Rispetto al nesso maternità e lavoro, proposto come nucleo della riflessione dal comitato nazionale, il dibattito ha arricchito i temi sia sul versante precarietà che su quello corpo delle donne e sessualità. Il nesso maternità lavoro è stato affrontato soprattutto dal punto di vista della fatica femminile e della negazione del corpo femminile nei luoghi di lavoro. La gran parte degli interventi è tornata su questo nodo. Le donne non vogliono essere costrette a rinunciare, non vogliono dover essere costrette a scegliere tra maternità e lavoro. Non vivono nella loro coscienza questa contrapposizione tra sfere di vita, vorrebbero non doverla vivere nella realtà materiale della loro esistenza. Così come vorrebbero maggior condivisione con gli uomini.

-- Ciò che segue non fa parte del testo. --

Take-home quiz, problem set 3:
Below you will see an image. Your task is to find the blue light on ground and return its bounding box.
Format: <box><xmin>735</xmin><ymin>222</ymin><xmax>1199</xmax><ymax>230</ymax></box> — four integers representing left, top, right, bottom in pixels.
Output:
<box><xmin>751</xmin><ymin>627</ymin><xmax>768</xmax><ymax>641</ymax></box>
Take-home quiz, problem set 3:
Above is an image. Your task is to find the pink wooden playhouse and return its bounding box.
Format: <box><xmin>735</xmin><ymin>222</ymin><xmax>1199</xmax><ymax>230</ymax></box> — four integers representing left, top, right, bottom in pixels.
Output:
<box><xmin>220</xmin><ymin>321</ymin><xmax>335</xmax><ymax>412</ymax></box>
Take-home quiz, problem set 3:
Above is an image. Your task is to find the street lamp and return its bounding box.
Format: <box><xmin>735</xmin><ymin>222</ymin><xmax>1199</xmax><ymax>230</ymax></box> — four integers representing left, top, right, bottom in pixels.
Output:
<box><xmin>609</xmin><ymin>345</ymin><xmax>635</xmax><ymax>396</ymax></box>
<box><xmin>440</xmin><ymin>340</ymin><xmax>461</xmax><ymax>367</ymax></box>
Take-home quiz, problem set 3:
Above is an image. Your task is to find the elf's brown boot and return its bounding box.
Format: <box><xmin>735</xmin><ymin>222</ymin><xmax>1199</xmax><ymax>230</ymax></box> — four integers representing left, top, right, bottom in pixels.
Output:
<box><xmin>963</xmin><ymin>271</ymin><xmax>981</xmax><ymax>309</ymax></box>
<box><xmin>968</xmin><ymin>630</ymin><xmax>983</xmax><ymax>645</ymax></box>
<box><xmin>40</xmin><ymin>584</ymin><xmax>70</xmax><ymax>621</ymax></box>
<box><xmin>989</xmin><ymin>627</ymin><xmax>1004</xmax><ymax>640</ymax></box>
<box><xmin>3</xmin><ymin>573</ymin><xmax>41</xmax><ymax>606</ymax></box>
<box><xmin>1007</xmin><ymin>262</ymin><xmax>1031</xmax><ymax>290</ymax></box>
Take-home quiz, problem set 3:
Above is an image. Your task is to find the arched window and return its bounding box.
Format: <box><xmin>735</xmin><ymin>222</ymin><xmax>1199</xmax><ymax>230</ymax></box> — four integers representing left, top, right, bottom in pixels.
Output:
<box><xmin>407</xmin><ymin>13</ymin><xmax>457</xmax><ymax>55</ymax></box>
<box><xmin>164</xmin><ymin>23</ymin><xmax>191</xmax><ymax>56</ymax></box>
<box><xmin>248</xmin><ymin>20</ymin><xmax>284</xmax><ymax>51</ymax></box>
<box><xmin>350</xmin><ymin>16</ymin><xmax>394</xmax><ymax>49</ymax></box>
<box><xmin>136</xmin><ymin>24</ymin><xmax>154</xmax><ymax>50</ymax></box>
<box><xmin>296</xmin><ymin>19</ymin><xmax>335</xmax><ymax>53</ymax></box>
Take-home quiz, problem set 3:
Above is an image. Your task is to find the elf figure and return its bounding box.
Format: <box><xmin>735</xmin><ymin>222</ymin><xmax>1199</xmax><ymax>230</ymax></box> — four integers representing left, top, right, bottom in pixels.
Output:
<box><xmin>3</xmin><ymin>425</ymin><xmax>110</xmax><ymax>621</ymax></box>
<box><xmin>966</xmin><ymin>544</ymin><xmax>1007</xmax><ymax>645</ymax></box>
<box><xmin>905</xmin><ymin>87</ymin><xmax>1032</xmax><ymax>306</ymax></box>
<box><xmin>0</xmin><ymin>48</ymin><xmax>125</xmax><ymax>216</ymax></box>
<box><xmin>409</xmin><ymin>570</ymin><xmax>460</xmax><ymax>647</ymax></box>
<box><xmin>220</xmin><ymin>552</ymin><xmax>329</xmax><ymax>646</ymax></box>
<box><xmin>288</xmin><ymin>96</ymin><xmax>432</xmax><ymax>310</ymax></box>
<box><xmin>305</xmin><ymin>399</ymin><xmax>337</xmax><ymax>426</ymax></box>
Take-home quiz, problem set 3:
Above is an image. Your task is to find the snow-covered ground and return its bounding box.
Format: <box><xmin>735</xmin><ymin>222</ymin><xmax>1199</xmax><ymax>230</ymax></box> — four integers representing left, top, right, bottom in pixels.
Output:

Molte hanno parlato della battaglia per il ripristino della legge sulle dimissioni in bianco, cancellata in uno dei suoi primi atti da questo governo. Forme aggiuntiva di precariato (Marisa Nicchi) che incombe su giovani e meno giovani.
Nei prossimi giorni sul blog potranno leggersi le sintesi di questa due giorni di discussione.
La notizia è la scelta e la disponibilità a lavorare su una rete che materializzi sulla scena pubblica il discorso delle donne, per non essere dimenticate una volta che la notizia è consumata. L’organizzazione di questo noi è stato il centro della relazione di Serena Sapegno e Titti Di Salvo, mentre Elisa Davoglio e Giorgia Serughetti hanno focalizzato il ruolo che hanno avuto fino ad oggi per noi il blog e la rete web. Questa presenza ci ha consentito di intercettare le singole, di essere in costante dialogo con tante donne che non avevano mai partecipato a iniziative politiche (il blog ha raggiunto il picco di 80.000 contatti).
Domenica si è chiarito che non vogliamo organizzare un partito delle donne, ma una stabile, aperta, circolare tessitura di relazioni. Non una rete di rappresentanza delle donne, ma un’organizzazione orizzontale, in cui il comitato nazionale ha un ruolo funzionale.
E’ una scommessa tutta da costruire. Mi ha molto convinto l’intervento di Mariella Gramaglia: abbandonare l’aggettivo carsico, che il movimento delle donne ha usato spesso. Scegliere oggi altri quattro aggettivi: organizzato, stabile, autonomo e inclusivo. Per farlo servono tra noi fiducia e trasparenza.
Mi sembra che a Siena abbiamo cominciato a investire su questo. A caldo posso dire di aver vissuto due giornate intense di politica e di grande organizzazione femminile, dall’accoglienza alla festa sabato sera.